Oh yeah, just remember that if your car isn't located within an hour or so you don't want it back anyway. ;)

ThrashersFan 08-21-2003 04:19 PM

QEftSG update
 
http://entertainment.msn.com/news/ar...px?news=131835

Looks like Port Authority Police Officer John Verdi may be in a bit of trouble for his appearance. His superiors don't like that he went on the show and told the world he was a PAPO without asking them...and even worse is that those homosexuals flounced about in his uniform. :eek: Trust me folks, cops take this "integrity of the uniform" shit seriously. Hell, my hubby even goes home from work and changes into "civvies" before running to the store to get beer for me -- of course, he might just be afraid that someone will recognize him when he is carrying Bud Ice Light. :D

evenodds 08-21-2003 04:19 PM

Gangbangers in Dodge Stratuses
 
Quote:

Originally posted by ThrashersFan [incredibly helpful information]
"I've never liked you more than at this precise moment."

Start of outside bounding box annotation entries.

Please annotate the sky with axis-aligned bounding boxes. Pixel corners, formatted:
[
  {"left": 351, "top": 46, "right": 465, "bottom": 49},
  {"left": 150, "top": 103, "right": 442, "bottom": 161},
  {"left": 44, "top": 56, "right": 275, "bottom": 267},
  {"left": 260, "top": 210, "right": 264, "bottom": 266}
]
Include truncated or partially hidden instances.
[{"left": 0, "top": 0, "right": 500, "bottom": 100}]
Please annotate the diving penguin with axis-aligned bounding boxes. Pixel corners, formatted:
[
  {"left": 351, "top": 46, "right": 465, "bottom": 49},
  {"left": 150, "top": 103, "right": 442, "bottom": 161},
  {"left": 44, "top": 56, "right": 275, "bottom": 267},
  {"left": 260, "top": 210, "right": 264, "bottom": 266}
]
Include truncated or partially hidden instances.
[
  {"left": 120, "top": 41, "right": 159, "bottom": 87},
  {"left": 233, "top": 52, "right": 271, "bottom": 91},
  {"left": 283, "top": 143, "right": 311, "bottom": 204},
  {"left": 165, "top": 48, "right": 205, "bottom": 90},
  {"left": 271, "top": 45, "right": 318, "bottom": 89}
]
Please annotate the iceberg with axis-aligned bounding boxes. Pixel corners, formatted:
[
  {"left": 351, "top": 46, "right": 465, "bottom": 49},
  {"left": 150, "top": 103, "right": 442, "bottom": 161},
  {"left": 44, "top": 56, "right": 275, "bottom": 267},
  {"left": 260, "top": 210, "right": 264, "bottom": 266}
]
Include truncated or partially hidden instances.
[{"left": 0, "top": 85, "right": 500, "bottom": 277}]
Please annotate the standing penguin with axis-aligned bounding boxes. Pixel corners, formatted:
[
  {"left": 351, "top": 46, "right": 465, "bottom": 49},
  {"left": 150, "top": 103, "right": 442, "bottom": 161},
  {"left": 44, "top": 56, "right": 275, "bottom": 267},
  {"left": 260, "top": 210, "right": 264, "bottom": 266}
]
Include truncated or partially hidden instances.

Even(steals from the best)Odds

evenodds 08-21-2003 04:21 PM

QEftSG update
 
Quote:

Originally posted by ThrashersFan
http://entertainment.msn.com/news/ar...px?news=131835

Looks like Port Authority Police Officer John Verdi may be in a bit of trouble for his appearance. His superiors don't like that he went on the show and told the world he was a PAPO without asking them...and even worse is that those homosexuals flounced about in his uniform.
PageSix interviewed his boss who said that he loved it and it was good publicity.

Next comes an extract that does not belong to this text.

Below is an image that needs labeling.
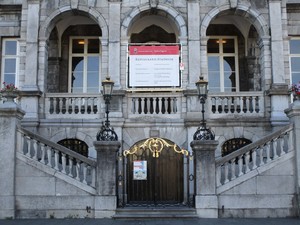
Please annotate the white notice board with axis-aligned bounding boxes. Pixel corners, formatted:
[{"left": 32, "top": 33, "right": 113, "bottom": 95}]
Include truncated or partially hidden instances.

Did you just call me Coltrane? 08-21-2003 04:21 PM

Gangbangers in Dodge Stratuses
 
Quote:

Originally posted by purse junkie
If you pass an ordinance allowing people to sledgehammer those fucking cars to pieces if their bastard owners don't turn up to stop the alarm or stop honking the horn when we're all stuck helplessly in the exact same impenetrable traffic jam, I will vote for you for Beloved Ruler (or whatever life-term despots get to name themselves).
No, you must sledgehammer the people, not the cars.

Sledgehammering the cars would be too noisy. Sledgehammering people would have no effect on my eardrums.

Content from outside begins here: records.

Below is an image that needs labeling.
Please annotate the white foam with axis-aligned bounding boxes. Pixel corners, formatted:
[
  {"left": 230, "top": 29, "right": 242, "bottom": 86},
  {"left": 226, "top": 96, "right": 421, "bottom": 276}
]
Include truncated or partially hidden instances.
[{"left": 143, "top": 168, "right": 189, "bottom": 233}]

purse junkie 08-21-2003 04:21 PM

Gangbangers in Dodge Stratuses
 
Quote:

Originally posted by ThrashersFan

Oh yeah, just remember that if your car isn't located within an hour or so you don't want it back anyway. ;)
You mean I drove all the way to Worcester to recover a piece of crap car that the thieves didn't even bother to strip for parts for no good reason?